No website has to have Google track their users. If you do it, you choose to do it (you're disrespecting your users).

You can get your open-source and locally running web analytics here: https://prism-break.org/


> it lets NSA home in on someone already under suspicion

Like OWS protesters, for example.


> Sheriff Bud York suggested, according to the Post-Star, the local newspaper, that “in an era of terrorist attacks on U.S. soil and mass killings in schools, police agencies need to be ready for whatever comes their way...

And in reality, they're just preparing for social unrest that seem more likely by the day.


In reality the sheriff saw an opportunity for positive press and went for it. You don't turn down free PR.

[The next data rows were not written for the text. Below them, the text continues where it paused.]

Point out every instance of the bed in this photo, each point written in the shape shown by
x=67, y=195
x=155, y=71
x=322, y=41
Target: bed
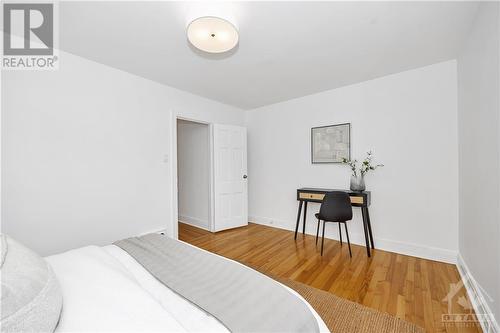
x=104, y=289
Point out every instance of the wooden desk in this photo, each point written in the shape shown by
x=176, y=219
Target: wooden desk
x=358, y=199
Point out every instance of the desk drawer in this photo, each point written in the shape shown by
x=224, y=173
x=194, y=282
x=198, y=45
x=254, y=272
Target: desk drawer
x=312, y=196
x=319, y=196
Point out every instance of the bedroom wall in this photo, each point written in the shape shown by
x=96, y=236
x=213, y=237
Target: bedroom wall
x=408, y=119
x=86, y=153
x=193, y=170
x=479, y=154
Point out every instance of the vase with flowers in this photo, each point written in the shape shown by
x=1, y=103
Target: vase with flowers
x=358, y=173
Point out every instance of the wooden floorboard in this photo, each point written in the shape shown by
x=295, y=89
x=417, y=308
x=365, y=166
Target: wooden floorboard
x=407, y=287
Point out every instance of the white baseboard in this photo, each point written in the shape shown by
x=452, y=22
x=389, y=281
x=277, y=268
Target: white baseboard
x=477, y=296
x=410, y=249
x=195, y=222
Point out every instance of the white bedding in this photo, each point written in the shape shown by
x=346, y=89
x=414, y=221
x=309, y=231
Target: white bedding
x=106, y=290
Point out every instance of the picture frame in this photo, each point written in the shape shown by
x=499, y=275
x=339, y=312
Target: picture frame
x=330, y=144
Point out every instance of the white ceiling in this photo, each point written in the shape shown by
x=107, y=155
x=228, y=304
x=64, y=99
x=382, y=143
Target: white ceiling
x=286, y=50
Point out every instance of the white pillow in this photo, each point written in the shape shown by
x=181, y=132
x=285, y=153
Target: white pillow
x=31, y=296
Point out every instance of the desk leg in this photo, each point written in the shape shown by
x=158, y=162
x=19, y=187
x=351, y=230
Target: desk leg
x=365, y=228
x=304, y=223
x=298, y=218
x=369, y=227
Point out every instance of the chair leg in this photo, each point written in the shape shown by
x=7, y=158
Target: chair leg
x=340, y=233
x=317, y=231
x=348, y=242
x=323, y=237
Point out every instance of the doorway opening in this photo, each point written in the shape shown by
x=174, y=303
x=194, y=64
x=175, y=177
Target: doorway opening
x=194, y=174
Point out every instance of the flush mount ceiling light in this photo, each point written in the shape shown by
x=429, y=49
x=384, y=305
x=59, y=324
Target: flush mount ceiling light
x=212, y=34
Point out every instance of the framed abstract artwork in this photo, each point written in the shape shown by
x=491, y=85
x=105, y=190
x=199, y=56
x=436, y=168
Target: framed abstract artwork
x=330, y=144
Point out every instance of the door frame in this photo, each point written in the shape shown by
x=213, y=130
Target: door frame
x=174, y=174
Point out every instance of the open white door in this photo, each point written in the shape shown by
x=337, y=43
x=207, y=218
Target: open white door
x=230, y=177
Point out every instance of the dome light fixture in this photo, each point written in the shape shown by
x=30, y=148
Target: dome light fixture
x=212, y=34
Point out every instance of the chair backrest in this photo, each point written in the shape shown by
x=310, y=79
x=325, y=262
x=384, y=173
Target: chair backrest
x=336, y=207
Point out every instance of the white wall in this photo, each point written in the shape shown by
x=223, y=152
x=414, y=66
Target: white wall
x=193, y=170
x=409, y=120
x=479, y=146
x=83, y=153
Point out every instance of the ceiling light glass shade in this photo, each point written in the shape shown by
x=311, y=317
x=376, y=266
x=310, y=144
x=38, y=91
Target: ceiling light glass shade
x=212, y=34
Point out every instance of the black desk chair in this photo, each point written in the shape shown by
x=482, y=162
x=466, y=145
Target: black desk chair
x=336, y=207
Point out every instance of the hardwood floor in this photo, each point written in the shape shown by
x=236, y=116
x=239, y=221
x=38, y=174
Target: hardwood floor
x=407, y=287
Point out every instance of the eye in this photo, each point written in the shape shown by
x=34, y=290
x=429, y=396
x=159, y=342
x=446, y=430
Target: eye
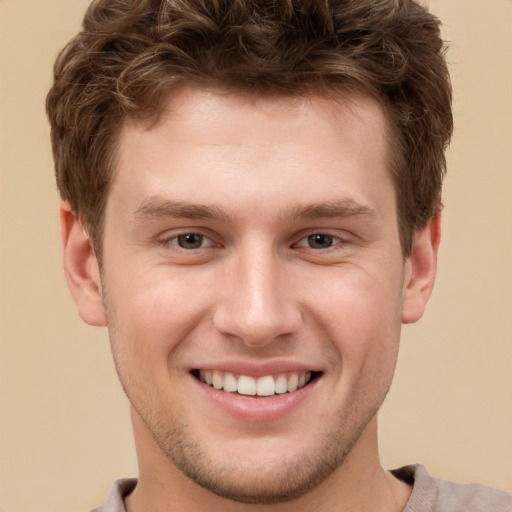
x=319, y=241
x=191, y=241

> the NSA and its British counterpart defeat encryption technologies by working with chipmakers to insert backdoors, or cryptographic weaknesses, in their products.

I had already started to forget about that...

From that other report (september):

> They reveal a highly classified program codenamed Bullrun, which according to the reports relied on a combination of "supercomputers, technical trickery, court orders, and behind-the-scenes persuasion" to undermine basic staples of Internet privacy, including virtual private networks (VPNs) and the widely used secure sockets layer (SSL) and transport layer security (TLS) protocols.


Reminds me of the story about that Canadian woman who can never access US soil again, because of her medical data.


> My grandfather tells me not to write open source software because I don't get paid for it

Yeah, these are the values of the rat race culture we've been nurturing so far. And look where that has taken us. Sanity?